January 18, 2017

A Vertical Perspective

See this beauty?

I want to kiss it!

I want to plant my lips right on that big squished glob on the sole of his shoe.  

You know why?  

Because there is a big squished glob on the sole of his shoe.

Which means he stepped in something.

Which means he took a step.

I have gone through dozens of pairs of shoes for him that, after he grew out of them, could have easily been returned to the store as brand new.  Shoes in our special world have been decorative.

Until now.

That dirty shoe sole is allowing a little ray of hope to shine in an otherwise dark cave of future unknowns.  Those unknowns can sometimes take on a bleak forecast.  One of those unknowns has been unsettling to me lately.  That is, the feeling that as Bridger is going through his growth spurts that will continue through his teens, the forecast of my life-long physical care of Bridger is clear . . .

I can't do this.

He is large and heavy and will be larger and heavier with each day.  Gains in physical ability have transitioned from the "wouldn't that be nice if. . ." thought category to, "this has to happen."

There are many challenges with being non-ambulatory that extend beyond the "inconvenience" of being wheelchair bound for a decade.

First, let's talk poop:  Sitting in a wheelchair all day complicates GI functioning.  It causes extreme constipation and when a child is extreme low tone, bowel movements are challenging enough to pass on their own.  Extreme constipation then requires special moms to add different laxatives down their child's g-tube.  Already complicated by their irregular "special" diets, the laxatives have effects that are all over the map.  When a large special needs child is still in diapers with no bowel control, this makes for a punishing hazmat party for he and I both.
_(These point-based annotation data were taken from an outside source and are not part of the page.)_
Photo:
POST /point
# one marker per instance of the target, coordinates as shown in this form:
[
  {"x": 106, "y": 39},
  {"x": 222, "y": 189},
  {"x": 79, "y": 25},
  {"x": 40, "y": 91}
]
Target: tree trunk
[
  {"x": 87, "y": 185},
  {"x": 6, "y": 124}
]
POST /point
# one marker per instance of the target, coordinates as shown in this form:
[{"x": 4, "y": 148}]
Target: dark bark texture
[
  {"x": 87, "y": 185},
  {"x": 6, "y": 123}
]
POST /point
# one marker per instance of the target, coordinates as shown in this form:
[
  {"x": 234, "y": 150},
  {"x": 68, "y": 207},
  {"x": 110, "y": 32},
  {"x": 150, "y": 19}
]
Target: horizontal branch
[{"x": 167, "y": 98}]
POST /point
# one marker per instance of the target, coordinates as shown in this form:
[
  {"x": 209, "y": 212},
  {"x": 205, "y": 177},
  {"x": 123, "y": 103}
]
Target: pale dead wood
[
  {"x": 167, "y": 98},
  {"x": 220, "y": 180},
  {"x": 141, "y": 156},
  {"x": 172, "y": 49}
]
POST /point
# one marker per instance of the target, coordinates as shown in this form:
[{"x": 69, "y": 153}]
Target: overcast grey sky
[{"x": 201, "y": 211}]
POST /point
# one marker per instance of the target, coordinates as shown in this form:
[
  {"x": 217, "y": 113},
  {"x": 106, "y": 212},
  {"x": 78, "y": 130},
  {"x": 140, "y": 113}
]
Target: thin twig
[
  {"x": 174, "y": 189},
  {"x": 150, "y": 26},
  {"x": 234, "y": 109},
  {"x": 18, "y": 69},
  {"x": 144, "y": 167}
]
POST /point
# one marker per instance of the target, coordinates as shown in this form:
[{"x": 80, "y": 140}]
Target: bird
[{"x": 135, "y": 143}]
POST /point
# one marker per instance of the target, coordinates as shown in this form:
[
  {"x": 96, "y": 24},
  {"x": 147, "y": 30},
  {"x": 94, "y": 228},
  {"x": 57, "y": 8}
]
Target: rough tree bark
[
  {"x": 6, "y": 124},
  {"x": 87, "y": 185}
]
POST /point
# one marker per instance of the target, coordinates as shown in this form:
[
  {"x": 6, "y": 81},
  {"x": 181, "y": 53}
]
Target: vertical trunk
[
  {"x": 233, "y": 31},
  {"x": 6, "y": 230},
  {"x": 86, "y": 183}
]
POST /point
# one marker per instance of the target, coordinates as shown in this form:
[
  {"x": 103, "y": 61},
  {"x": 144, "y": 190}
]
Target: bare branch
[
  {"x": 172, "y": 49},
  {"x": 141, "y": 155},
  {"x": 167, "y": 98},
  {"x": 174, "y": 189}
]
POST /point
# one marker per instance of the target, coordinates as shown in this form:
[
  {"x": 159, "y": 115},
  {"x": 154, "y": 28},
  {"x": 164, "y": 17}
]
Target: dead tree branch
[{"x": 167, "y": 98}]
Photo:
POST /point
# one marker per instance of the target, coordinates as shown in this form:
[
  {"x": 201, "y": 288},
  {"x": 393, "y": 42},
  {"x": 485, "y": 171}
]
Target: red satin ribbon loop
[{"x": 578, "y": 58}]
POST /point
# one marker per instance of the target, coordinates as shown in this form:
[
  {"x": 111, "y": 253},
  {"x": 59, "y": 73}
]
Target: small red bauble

Walking promotes GI motility and helps food be processed through his system.

Movement also helps his severe reflux caused by his low tone.  He is on a high dose of drugs to combat the reflux.  Those drugs have their own bone damaging side effects.  He often sleeps sitting propped up to reduce the painful effects.  He vomits from the reflux during the night.  He aspirates his vomit.  The aspiration causes pneumonia. Severe reflux causes an aversion to eating.  G-tubes aggravate reflux.

Standing and walking is also what allows your feet to form properly.  In order to have a hope of walking we have to keep his feet from becoming twisted and atrophied.  That is helped through his wearing of AFO's (aka "braces").   Hard plastic things hinged at the ankle are very awkward and uncomfortable to wear.  Just try keeping your foot at a 90 degree angle with your leg for a solid 15 minutes.  Try moving around on the floor and getting up to a chair maintaining that same angle.  Nearly impossible.  Then think what that would feel like after an entire day.  The plastic is also very hot and doesn't breath. That, combined with the lack of movement in his feet, means there is no friction that comes from moving the toes.  No friction + sweat = constant state of itchy, horrible athlete's foot.  Every day when his shoes come off I have to treat the sores in between each toe and help his foot to heal in the overnight break it has from his AFO's.

Sitting in a wheelchair also causes significant spinal curvature that must be surgically corrected with the insertion of rods.  That curvature, if not corrected, will also press on other organs and compromise internal systems.  He already has significant curvature. Standing and walking keeps that from progressing and helps promote proper formation of the spine.

The list can go on, but I will stop here in case your ears are wilting with "special talk".

The end story:  He has to get vertical.  Standing and walking has to be part of our future if Bridger is able to.  We won't know if he is able to if I don't do every thing I can to give him the chance.

So we press on.

Added to our weekly efforts now is aquatic therapy.  In the water, he can make his legs do what he intends them to do without gravity wreaking muscular havoc on his motor plan.

He is vertical and he loves it.  He is proud of himself.  He looks up through his labored, focused breathing and says, "Mom, I am doing it!"

He will do it.

Not only because I believe he will, and because he believes he can, 

but because he has to.

We desperately need a vertical perspective.